Operations over several entities
Some operations touch more than one entity and belong to no single resource. A transfer between two accounts is the stock example:
operation Transfer {
input: from_id: AccountId, to_id: AccountId, amount: Decimal
requires:
from_id in accounts
to_id in accounts
from_id != to_id
accounts[from_id].balance >= amount
ensures:
accounts'[from_id].balance = accounts[from_id].balance - amount
accounts'[to_id].balance = accounts[to_id].balance + amount
}Neither id identifies a single target, so the classifier falls to M8, the catch-all mutation: the
path is the operation name in kebab-case (POST /transfer), and both ids travel in the request body.
Child resources
A line item lives under an order, and the natural endpoint is POST /orders/{order_id}/items. The
engine does not infer that nesting on its own. M6, the reserved rule for child creation, is not
emitted by the classifier, so a parent-scoped path is an explicit override:
conventions {
AddLineItem.http_method = "POST"
AddLineItem.http_path = "/orders/{order_id}/items"
}That is what ecommerce.spec does for its line-item and transition routes. Until M6 ships, the
nesting is a decision the spec author makes, not one the classifier reaches.
Optional inputs
Optionality comes from the type, not a marker on the parameter. CreateTodo takes a required title
and an optional description:
operation CreateTodo {
input: title: String, description: Option[String]
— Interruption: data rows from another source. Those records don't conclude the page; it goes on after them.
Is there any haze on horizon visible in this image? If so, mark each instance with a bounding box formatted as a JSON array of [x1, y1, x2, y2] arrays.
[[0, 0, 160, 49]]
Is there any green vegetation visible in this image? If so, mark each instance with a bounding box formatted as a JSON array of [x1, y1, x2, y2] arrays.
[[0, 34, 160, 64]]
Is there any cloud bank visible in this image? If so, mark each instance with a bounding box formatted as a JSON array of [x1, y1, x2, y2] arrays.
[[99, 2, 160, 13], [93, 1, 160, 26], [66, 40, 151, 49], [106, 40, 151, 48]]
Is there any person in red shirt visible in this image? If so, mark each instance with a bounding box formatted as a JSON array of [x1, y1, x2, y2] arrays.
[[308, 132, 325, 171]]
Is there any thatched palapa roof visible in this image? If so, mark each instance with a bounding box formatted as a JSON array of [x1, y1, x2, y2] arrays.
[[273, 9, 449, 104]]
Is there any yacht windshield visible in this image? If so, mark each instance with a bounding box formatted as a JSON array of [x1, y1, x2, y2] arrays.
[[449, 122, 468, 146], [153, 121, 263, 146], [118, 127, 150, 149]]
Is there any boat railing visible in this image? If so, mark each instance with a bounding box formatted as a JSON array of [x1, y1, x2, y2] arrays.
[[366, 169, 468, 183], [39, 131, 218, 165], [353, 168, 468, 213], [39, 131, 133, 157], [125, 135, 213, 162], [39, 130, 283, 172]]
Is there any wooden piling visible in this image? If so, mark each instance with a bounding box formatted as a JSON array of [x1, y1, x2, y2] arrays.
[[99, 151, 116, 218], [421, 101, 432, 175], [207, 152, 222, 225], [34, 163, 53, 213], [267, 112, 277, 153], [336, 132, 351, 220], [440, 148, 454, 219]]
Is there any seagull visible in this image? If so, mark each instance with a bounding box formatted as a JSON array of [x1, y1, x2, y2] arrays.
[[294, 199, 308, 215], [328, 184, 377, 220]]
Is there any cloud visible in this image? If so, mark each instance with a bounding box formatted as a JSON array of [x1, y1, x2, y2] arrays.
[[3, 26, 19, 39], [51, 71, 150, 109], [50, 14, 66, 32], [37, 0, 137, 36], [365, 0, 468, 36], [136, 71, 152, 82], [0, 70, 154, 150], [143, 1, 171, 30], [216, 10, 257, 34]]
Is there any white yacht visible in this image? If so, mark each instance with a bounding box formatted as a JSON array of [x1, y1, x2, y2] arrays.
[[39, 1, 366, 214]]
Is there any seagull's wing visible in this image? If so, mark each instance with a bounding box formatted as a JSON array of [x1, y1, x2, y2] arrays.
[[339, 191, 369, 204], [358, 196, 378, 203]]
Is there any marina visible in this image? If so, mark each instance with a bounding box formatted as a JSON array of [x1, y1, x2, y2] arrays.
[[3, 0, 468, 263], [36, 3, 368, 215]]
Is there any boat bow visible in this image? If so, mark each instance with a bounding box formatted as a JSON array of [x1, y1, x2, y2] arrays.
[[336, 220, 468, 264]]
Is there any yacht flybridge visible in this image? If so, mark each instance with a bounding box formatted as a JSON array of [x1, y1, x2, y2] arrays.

}title is required, and a missing value is a 422 at the request edge; description may be absent or
null. On a GET an optional input is an optional query parameter, and on a body method it is an
optional field.
Collection returns
When an operation returns a set or a list, like ListAll over the URL store, pagination is injected
rather than left to the spec:
operation ListAll {
output: entries: Set[UrlMapping]
ensures: entries = { m in metadata | true }
}The generated handler for GET /urls takes page and limit query parameters with the engine's
defaults, and every target carries a pagination module of its own. An input field whose name matches
an entity field is exposed as an exact-match filter. Sorting is not inferred.
What the engine does not do
The target is synchronous, CRUD-shaped services, so a few patterns are out of scope today. There is
no idempotency-key handling, no multipart or file-upload endpoint for Bytes fields (the column is
generated, the upload route is not), no asynchronous 202-and-poll flow, and no webhook registration
or delivery. Each would need a new convention property and the codegen behind it, and none is built.